Chovia torrencialmente. Para retribuir toda aquela hospitalidade e gentileza pegamos parte de nosso rancho e demos para o ribeirinho que consistia de três voltas de linguiça de Santa Felicidade, dois queijos da Dona Ruth que mora em Colombo e tem um filho miro lho que ataca quem vai lá comprar queijos. Dizem que nas sextas de lua cheia virava lobisomem.
Fomos nos acomodando na cozinha de chão batido, com o fogão feito de barro, já aquecido pelo fogo que o ribeirinho se apressou em acender. Era uma humilde casa, mas aconchegante e quentinha.
Preparamos nossa janta com alguns ovos fritos, linguiça, pão e café.
Já bem alimentados fomos nos aquietando.
Dormimos em cima de muita palha colocada pelo nosso anfitrião, tiradas de alguns sacos e de seu próprio colchão.
Tínhamos a certeza de irmos embora bem cedo no dia seguinte, porque chovia muito.
Para agradecer a hospitalidade que recebemos, presenteamos nosso anfitrião com nossos velhos e rasgados cobertores e mais do que sobrou do rancho.
O dia amanheceu e, para nossa surpresa, um lindo dia. Sol forte. Colocamos nossas roupas para secar, foi então que achei falta da minha jaqueta de couro. Fomos ficando por ali na frente da barranca do rio pescando. O tempo foi passando e a fome foi batendo e nós não tínhamos mais nada pra comer.
Começamos a pensar no que iríamos fazer pra arranjar comida, o pobre do ribeirinho parecia que só tinha o que nós deixamos pra ele.
Engano nosso.
Mais uma vez aquele senhor nos acolheu e nos ofereceu comida, dividindo conosco o pouco que tinha, demonstrando sua bondade, simplicidade e solidariedade e humildade.
Pois acabamos comendo tudo aquilo que demos a ele e mais uma panelada de arroz que ele cozinhou pra nós.
Ele só ficou com os cobertores rasgados e algumas peças de roupas velhas. Certamente ele aproveitou bem.
O dia acabou.
Fizemos nossa pescaria. Pegamos carás, traíras e bagres.
Fomos buscar a nossa canoa (bateira) e os restos das traias e procurar minha jaqueta de couro usada, surrada, encardida, já sem forro. Sem contar que o suor salgado já tinha manchado o colarinho, as mangas, os punhos...
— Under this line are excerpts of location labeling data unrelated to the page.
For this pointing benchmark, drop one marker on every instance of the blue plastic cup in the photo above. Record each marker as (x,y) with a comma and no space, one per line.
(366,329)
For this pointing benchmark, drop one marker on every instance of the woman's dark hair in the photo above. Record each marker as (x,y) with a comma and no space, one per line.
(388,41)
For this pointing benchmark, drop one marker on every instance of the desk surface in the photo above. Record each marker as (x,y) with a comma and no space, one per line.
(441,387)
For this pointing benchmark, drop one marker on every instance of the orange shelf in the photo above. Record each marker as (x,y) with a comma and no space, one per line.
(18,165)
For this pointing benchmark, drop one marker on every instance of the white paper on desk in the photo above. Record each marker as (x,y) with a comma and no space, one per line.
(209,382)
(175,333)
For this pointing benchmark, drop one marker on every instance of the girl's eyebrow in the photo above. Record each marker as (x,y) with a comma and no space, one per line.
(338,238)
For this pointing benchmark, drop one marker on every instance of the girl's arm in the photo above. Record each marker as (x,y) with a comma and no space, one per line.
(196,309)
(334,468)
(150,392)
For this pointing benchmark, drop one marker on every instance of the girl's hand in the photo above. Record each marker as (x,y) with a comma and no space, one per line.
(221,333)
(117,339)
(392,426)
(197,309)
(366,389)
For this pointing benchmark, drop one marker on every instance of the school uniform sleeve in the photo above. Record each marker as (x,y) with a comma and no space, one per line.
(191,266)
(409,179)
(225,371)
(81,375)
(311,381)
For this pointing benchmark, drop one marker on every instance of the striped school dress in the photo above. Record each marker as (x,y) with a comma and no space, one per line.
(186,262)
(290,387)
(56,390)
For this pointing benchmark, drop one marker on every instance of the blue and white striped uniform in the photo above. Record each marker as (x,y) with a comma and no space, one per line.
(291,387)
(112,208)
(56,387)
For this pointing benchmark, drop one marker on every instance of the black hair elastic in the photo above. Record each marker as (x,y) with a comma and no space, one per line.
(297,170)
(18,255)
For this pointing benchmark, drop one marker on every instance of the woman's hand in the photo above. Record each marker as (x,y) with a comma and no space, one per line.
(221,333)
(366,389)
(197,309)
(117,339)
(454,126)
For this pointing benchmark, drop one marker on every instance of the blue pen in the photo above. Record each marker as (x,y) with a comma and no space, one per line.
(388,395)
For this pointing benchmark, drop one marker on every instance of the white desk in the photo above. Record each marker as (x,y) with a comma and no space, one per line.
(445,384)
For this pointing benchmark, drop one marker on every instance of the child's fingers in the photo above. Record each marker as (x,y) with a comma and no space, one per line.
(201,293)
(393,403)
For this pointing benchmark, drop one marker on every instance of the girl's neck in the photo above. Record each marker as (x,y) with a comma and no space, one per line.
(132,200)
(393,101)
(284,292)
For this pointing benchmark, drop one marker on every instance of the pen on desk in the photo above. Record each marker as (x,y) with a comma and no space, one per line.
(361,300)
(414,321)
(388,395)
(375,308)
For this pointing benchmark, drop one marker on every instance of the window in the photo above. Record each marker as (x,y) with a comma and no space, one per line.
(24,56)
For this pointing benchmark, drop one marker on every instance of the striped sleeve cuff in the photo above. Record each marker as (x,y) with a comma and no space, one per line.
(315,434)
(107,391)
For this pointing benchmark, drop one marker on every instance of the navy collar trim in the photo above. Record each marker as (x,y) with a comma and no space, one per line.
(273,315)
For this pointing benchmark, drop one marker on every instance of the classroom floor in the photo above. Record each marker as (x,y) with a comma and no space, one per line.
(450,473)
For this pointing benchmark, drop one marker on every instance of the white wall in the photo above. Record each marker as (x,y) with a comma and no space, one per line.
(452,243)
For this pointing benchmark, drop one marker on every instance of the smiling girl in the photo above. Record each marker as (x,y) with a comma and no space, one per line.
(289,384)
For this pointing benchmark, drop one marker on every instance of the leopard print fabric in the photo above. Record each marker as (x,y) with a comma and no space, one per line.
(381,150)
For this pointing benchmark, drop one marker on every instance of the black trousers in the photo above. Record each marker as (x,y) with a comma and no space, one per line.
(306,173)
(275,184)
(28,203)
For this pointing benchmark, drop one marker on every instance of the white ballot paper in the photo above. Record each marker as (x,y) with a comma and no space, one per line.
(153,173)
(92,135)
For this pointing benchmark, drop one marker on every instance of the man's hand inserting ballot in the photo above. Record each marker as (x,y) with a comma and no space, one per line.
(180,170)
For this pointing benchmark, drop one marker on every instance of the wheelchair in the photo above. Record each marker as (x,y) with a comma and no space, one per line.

Isso lá é acepipe de vaca?
Só encontramos um pequeno pedaço de couro dependurado na boca de uma vaca mascando os restos da minha formosa jaqueta, que deixei cair no atropelo da noite escura e chuvosa.
Voltamos pra casa. Já faz muito tempo, mas nunca vou esquecer a hospitalidade e solidariedade daquele humilde morador ribeirinho. O seu Juca, aquela criança já deve estar velha hoje e jamais esquecerei a beleza daquela morena de olhos azuis.